A simple clinical score to predict outcome in hospitalized extramural neonates

Jasmeet Sidhu, Harmesh Singh Bains


Background: Illness severity scores can guide to optimize the limited health care resources in developing nations. The aim of this study was to develop a clinical score for severity of illness to help prioritize care and predict outcome of neonates admitted in emergency department.  

Methods: Prospective hospital based observational study. Out of total 419 neonates who attended Emergency Department, 341 were included in the study. The neonates were screened for 20 clinical parameters at admission and a score of 0, 1 & 2 was assigned for each parameter depending upon severity. The outcome (death/discharge) was correlated with the study variables and total score.

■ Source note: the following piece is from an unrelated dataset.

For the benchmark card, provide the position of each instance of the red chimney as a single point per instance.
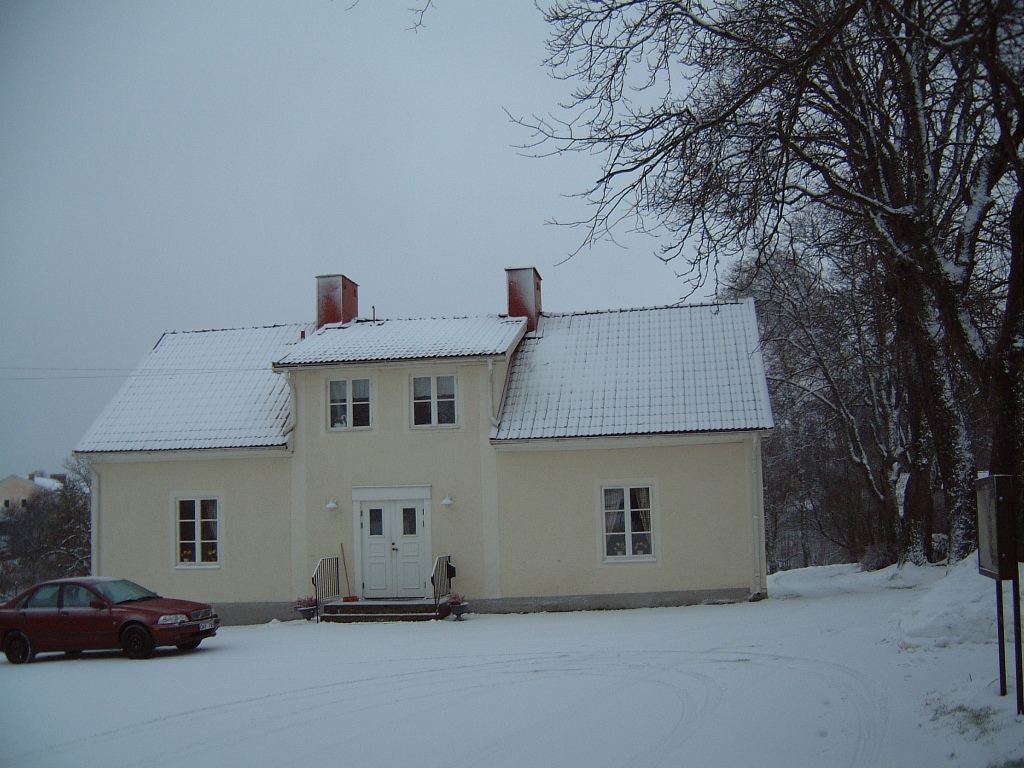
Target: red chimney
(337, 299)
(524, 295)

The predictive ability of score was calculated using Receiver Operating Characteristic curve (ROC) analysis. Every 10th case was also evaluated with Score for Neonatal Acute Physiology (SNAP) score and served as controls.

Results: Of the 20 variables, 13 variables were found to be significantly associated with mortality. Mortality increased with the increase in the total score. The predictive ability of score calculated using ROC curve was 85.2. Maximum discrimination was observed at score of 17. The 36 control cases which were evaluated with SNAP score also had predictive value of 92.2. There was no statistically significant difference in the predictive values of Clinical Score and SNAP (P value >0.05).

Conclusions: In emergency department, any sick neonate with clinical score 17 or more should be closely monitored and evaluated. These patients require admission as they have a potential risk of death.